Does anyone know how to get it to mount so that I can write to it as a normal user? 

Thanks.

----------

## Hu

chown my-user /media/CZILLA_IMAGES?

----------

## cach0rr0

if youre talking in general about getting usb drives to mount so that theyre writeable by an ordinary user, id look to fstab or udev (depending on if you want it automounting or not)

'man mount' and a bit of trawling through udev rule examples should get you started

----------

## SamuliSuominen

 *Hu wrote:*   

> chown my-user /media/CZILLA_IMAGES?

 

You read my mind. Since EXT is *nix filesystem the permissions should be retained in any case (automounted or not)

----------

## VoidMage

Unless I'm reading the initial post wrong, it's a different problem:

'/media/<whatever>' (where <whatever> is usually the label) is created upon automount.

However, the OP should mention their desktop env or at least the program used for automount.

If it's again consolekit case, 'ls -l /dev/sdc1' and 'getfacl /dev/sdc1' is of interest, probably the output of 'udisks --mount /dev/sdc1' (while still unmounted, obviously) too.

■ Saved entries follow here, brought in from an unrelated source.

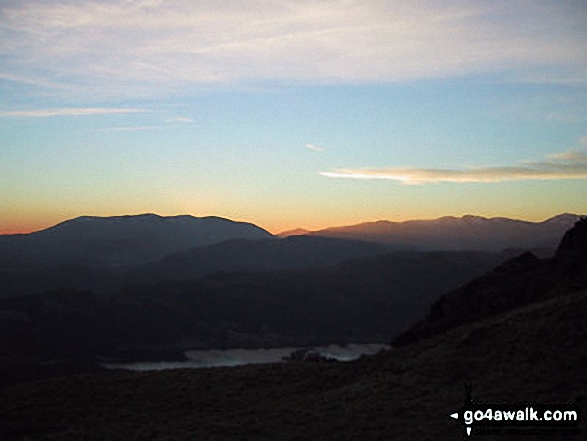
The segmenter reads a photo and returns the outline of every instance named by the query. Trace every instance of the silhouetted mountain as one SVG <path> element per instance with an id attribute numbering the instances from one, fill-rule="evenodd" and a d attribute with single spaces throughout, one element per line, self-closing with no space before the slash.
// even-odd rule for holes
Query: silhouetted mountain
<path id="1" fill-rule="evenodd" d="M 390 245 L 325 237 L 234 239 L 171 254 L 131 268 L 79 264 L 35 267 L 0 266 L 0 298 L 67 288 L 114 292 L 131 284 L 187 280 L 218 271 L 271 271 L 336 265 L 353 258 L 384 254 Z"/>
<path id="2" fill-rule="evenodd" d="M 425 320 L 398 336 L 396 345 L 455 326 L 587 288 L 587 219 L 567 231 L 550 259 L 525 253 L 444 294 Z"/>
<path id="3" fill-rule="evenodd" d="M 578 219 L 574 214 L 561 214 L 544 222 L 447 216 L 435 220 L 367 222 L 310 234 L 394 244 L 413 250 L 554 250 L 562 234 Z"/>
<path id="4" fill-rule="evenodd" d="M 272 271 L 331 266 L 345 260 L 388 253 L 392 246 L 327 237 L 231 240 L 172 254 L 125 275 L 129 283 L 187 280 L 224 271 Z"/>
<path id="5" fill-rule="evenodd" d="M 548 245 L 545 238 L 574 218 L 560 215 L 540 224 L 472 216 L 378 222 L 343 228 L 344 240 L 322 236 L 338 235 L 333 229 L 280 241 L 252 224 L 216 217 L 81 217 L 36 233 L 0 235 L 0 297 L 55 288 L 113 292 L 128 284 L 185 280 L 215 271 L 334 265 L 406 248 L 508 248 L 513 253 L 529 249 L 525 245 Z M 531 250 L 550 255 L 545 249 Z"/>
<path id="6" fill-rule="evenodd" d="M 35 233 L 0 235 L 0 262 L 120 267 L 225 240 L 271 237 L 253 224 L 219 217 L 83 216 Z"/>
<path id="7" fill-rule="evenodd" d="M 311 234 L 310 230 L 305 230 L 303 228 L 295 228 L 293 230 L 282 231 L 281 233 L 277 234 L 278 237 L 290 237 L 290 236 L 303 236 L 305 234 Z"/>

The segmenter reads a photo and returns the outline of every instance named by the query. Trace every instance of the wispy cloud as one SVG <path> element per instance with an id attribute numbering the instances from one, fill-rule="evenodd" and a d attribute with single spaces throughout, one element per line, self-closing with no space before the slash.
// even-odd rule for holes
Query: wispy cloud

On a semi-related note: is ext3 a good idea for a flash drive ?

----------

## Hu

Even if the directory is only present when the drive is attached, the ownership and permission of the mountpoint are determined by the ownership and permission of the root directory in the mounted filesystem.  Thus, it is correct for the directory to be root:root when nothing is mounted, but there is no value in having write permission there if the stick is not mounted.  If the stick is mounted, then it will use the data from the mounted filesystem.

----------